Carlos Motta
Carlos Motta’s (b. 1978, Colombia) multi-disciplinary art practice documents the social conditions and political struggles of sexual, gender, and ethnic minority communities in order to challenge normative discourses through acts of self-representation. As a historian of untold narratives, Motta is committed to in-depth research on the struggles of post-colonial subjects and societies. His work manifests in a variety of mediums including video, installation, sculpture, drawing, web-based projects, performance, and symposia.

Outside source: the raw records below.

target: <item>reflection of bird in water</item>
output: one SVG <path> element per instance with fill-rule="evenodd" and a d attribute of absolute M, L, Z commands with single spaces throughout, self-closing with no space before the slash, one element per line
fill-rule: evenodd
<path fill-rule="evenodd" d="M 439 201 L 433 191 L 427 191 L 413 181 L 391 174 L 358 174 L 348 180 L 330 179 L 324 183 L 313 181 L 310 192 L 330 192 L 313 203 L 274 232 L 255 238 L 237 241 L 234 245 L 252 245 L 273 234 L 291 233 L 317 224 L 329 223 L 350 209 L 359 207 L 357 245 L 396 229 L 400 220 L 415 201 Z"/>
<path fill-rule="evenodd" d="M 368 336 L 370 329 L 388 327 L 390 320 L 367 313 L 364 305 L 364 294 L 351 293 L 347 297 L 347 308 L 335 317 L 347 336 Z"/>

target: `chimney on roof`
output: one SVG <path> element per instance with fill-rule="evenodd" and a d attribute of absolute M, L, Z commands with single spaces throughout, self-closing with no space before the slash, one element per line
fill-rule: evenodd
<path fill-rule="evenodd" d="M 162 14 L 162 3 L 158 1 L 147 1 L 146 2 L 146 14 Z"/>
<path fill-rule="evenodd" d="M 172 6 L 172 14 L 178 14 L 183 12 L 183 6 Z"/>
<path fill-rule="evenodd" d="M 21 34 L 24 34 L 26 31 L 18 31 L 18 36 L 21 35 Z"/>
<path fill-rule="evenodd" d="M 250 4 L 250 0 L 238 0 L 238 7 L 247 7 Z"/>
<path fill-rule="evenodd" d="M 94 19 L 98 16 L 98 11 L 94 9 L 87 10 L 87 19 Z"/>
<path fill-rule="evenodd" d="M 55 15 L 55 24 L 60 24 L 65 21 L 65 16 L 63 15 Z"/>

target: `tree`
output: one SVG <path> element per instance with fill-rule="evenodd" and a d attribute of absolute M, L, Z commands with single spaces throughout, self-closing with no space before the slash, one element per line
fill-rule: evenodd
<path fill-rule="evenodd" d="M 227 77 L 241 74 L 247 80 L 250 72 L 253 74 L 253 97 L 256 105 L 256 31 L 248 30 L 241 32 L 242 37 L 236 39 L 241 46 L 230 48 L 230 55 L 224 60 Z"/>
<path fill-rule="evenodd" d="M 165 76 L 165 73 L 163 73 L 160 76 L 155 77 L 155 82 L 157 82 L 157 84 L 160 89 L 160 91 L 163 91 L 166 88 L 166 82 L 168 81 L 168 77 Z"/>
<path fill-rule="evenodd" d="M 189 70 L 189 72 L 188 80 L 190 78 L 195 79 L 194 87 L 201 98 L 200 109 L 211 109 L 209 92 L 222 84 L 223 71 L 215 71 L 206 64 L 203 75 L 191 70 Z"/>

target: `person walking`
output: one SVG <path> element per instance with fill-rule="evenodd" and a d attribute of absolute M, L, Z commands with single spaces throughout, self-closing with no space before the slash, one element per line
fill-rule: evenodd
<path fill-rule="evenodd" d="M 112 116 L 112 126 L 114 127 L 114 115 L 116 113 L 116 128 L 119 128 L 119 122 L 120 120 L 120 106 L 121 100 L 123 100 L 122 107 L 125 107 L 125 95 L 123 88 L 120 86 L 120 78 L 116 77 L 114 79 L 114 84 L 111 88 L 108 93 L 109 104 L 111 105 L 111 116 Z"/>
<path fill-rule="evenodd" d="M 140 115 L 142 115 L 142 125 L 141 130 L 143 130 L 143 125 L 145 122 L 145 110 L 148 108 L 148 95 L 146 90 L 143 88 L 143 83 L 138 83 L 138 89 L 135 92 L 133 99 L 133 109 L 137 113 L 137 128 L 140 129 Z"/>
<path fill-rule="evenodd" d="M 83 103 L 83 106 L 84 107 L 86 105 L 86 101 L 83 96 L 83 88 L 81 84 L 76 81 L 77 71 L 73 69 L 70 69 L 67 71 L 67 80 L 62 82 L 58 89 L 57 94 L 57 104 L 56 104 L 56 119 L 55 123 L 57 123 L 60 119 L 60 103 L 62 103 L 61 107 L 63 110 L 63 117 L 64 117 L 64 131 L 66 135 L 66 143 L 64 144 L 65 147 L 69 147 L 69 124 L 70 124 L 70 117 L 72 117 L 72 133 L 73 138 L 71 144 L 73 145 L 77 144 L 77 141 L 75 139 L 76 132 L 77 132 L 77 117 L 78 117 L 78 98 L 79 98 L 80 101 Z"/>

His work has been the subject of survey exhibitions at Museo de Arte Moderno de Bogotá (MAMBO) (2023); Wexner Center for the Arts, Columbus, (2022); Museo de Arte Moderno de Medellín (MAMM) (2017); and Röda Sten Konsthall, Gothenburg (2015). In 2025, he will have a mid-career survey show at Museu d’Art Contemporani de Barcelona (MACBA). In 2024 Motta will participate in the Disobedience Archive in Foreigners Everywhere, 60th Venice Biennale. He has participated in major groups exhibitions such as Signals, MoMA, New York (2023); 58th Carnegie International (2022); 11th Berlin Biennale (2020); 32nd Bienal de São Paulo (2016); Göteborg Biennial (2015); X Gwangju Biennale (2014); and X Lyon Biennale (2010). His films have been screened at Oberhausen Festival (2023); Anthology Film Archives (2022); Film at Lincoln Center (2021); Rotterdam Film Festival (2016, 2010); Kurzfilmtage Winterthur (2016); and Toronto International Film Festival (2013). Motta has received grants from Creative Time R&D Fellowship (2023); Penn Mellon Foundation (2022); Rockefeller Brothers Fund (2019); Guggenheim Fellowship (2008); Art Matters (2008); NYSCA (2010); and Creative Capital (2012). He won the Vilcek Foundation’s Prize for Creative Promise (2017) and the PinchukArtCentre’s Future Generation Art Prize (2014). His work is in the collections of the MET, MoMA, and Guggenheim museums, NY; among many others. Motta is Associate Professor at Pratt Institute’s Fine Arts Department.